Wednesday, April 23, 2014

EDHCSD: Bill Tobin

From page A1 | October 26, 2012 | Leave Comment

Bill Tobin1


Win, lose or recount, El Dorado Hills Community Services District Board of Directors candidate Bill Tobin knows where he’ll be after the election.

He’s the volunteer coordinator for the Rotary Club of El Dorado Hills’ annual Blues and Brews, a night of music and dancing that honors service men and women past and present, standing and fallen, that benefits the planned El Dorado Hills Veterans Memorial. This year the show’s on Nov. 10.

The feel-good event is just one of the myriad volunteer activities on Tobin’s resúmé. He described his candidacy as a natural progression of his current activism in El Dorado Hills. “It’s time for me to step up,” he said.
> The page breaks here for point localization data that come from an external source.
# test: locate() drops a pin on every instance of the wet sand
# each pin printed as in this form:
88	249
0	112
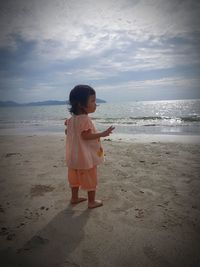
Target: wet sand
150	217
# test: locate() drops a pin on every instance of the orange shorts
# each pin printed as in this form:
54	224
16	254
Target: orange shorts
86	179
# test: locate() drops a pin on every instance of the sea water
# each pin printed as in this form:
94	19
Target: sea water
167	117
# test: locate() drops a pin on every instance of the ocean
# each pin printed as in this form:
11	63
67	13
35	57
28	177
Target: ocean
168	117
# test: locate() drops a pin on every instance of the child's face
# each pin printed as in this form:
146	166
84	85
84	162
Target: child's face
91	104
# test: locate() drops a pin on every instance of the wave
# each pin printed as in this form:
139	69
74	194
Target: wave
149	120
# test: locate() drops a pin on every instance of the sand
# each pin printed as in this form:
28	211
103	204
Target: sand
150	217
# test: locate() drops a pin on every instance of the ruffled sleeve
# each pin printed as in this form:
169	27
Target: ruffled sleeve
85	124
66	122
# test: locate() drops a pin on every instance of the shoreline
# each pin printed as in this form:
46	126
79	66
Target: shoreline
150	217
130	138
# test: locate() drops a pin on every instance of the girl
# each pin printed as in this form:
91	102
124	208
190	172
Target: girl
83	147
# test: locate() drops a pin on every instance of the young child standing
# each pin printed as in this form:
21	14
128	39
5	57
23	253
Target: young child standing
83	147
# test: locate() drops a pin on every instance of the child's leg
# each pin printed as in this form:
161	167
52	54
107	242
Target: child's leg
92	203
75	199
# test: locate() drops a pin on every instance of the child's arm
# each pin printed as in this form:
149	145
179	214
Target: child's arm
87	135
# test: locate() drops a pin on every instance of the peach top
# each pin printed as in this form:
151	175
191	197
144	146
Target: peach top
82	154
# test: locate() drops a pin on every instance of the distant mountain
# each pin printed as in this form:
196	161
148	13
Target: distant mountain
41	103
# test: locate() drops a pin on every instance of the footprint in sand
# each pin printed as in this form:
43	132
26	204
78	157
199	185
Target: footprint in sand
35	242
40	190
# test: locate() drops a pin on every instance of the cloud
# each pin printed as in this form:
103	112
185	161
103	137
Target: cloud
50	44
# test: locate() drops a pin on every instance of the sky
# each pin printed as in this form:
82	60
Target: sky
126	50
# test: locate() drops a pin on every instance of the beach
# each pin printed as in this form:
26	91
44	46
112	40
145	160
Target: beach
150	216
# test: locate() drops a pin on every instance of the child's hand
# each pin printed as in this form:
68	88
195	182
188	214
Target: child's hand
107	132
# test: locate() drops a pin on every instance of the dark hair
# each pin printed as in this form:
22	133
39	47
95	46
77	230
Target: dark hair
78	98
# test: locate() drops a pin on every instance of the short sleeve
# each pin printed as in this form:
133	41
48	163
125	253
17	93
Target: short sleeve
66	122
85	124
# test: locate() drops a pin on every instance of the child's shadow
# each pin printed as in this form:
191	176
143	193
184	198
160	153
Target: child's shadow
52	245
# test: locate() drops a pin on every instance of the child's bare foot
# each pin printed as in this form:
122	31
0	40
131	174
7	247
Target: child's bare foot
95	204
78	200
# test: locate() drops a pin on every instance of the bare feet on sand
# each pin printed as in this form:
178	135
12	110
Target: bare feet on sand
78	200
95	204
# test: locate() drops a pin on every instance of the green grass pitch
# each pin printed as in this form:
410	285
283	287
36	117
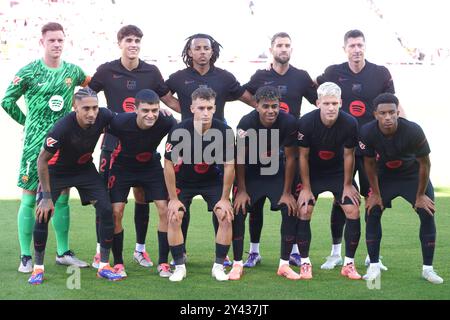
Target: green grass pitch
400	250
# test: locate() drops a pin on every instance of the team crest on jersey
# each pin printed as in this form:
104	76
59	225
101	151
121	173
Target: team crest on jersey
56	103
16	80
51	142
242	133
131	84
68	82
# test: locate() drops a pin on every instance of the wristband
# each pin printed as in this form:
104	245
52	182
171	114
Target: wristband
46	195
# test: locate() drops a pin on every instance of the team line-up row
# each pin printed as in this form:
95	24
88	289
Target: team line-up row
390	151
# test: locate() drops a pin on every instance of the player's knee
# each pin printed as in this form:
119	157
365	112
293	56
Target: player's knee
352	212
174	224
374	213
225	224
139	195
306	215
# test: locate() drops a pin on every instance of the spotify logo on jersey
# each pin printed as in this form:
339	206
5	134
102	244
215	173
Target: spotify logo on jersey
56	103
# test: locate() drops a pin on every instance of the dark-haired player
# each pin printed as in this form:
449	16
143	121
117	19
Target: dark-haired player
360	81
195	148
397	163
200	53
138	164
47	85
120	80
293	84
327	139
66	161
261	173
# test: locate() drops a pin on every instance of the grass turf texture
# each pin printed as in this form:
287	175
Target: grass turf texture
400	249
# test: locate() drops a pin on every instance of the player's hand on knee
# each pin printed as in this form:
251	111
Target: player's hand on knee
241	201
352	193
425	203
372	201
289	201
224	210
44	210
176	217
174	207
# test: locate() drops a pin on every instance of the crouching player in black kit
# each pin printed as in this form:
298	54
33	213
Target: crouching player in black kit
327	139
66	161
194	150
138	164
397	163
261	173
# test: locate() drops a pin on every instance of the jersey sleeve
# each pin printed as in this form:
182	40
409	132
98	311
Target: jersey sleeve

Tobin, 49, walks the walk of someone who is, in his words, “dedicated to positive changes in the community where he lives.”

He’s running to “to provide improved leadership on the board,” he added, stopping short of the criticism other candidates have directed toward the current board.

Tobin wins the “candidate with the most interesting job” contest easily. He’s a nuclear power plant inspector. Really. It’s sort of a part-time affair, all-consuming for days at a time, with weeks between to spend in the community he loves. Specifically, Tobin’s a data analyst on a team that inspects the plant steam generators, so he’s been around a lot of radiation. If he seems to be glowing, he insists it’s just positive juju from all his volunteer work.

Listing all the local projects with Tobin’s name on them is a chore. It might be easier to list the community activities Tobin’s NOT involved in.

Tobin, a Rotary Club past-president, had a hand in the conversion of the old fire house into the senior center. Later, he played an active part in the development of the Community Services District Teen Center and Skate Park. A couple of years later along came the Jeff Mitchell Field project, which was partially funded by Rotary. He currently co-chairs the Veterans Memorial committee.

Along the way there’s been a steady stream of smaller projects. The non-profits, service clubs and CSD officials all know him by name and reputation as a hard-working volunteer with a broad smile.

Tobin’s campaign website,, confirms his commitment to open communication, teamwork, unity, and positive change in the district. “I affirm the importance of working together to find solutions,” he states. “I will treat everyone with fairness, dignity and respect in all matters.”

He plans to put all his compensation in a discretionary fund to help others.

Every candidate has projects they’d like to accomplish on the board. Tobin suggests expanding recreation activities beyond the core first-aid, sports and fitness classes.

“How about classes in entrepreneurship and small business,” he asked. “Perhaps local fire officials would sponsor a class in fire safe practices.”

Once Tobin gets going, it can be tough to turn it down. “A local auto repair shop might host a maintenance class. EID could offer a water conservation class.”

Before planning any new parks, Tobin suggests a fresh look at the existing parks with an eye to making them better. “How about making our parks a little more comfortable,” he suggests.

Can a brother get a little shade? Tobin suggests benches, picnic tables, walkways and,  yes, shade structures be considered as low-cost methods to leverage the district’s existing investment in developed open space, and a way to justify the cost of its ongoing upkeep.

“Even cars like shade,” he said, wondering about financing terms of the combination shade structures/solar farms that are cropping up in the area.

“Wouldn’t it be nice for a mom who’s leaving the Promontory Park sprayground with her toddler to not worry about baking the kid before she can get him strapped in and moving?”

He’s also like to see a handicap play area that would allow children with disabilities to play beside their nondisabled peers.

Tobin hates to see non-profits and youth groups treated like just another revenue source when they ask about CSD facility usage. “We should treat Hands4Hope and the Vision Coalition like partners,” he said.

He points out that the CSD staff has done a lot of talking about volunteer projects, but hasn’t delivered much. “Maybe if we treated our local non-profits better they’d help us out in return.”

Why spend so much time volunteering? “I’m not a bowler and not a golfer, not a good one anyway,” he said. “Volunteering is my hobby, and I’m actually pretty good at it.”

Tobin said his agenda is simply to fulfill the CSD’s mission: to improve the quality of life for El Dorado Hills residents through responsible leadership and by providing superior services and facilities. He also likes the district’s core values: integrity, excellence, customer service, professionalism and creativity.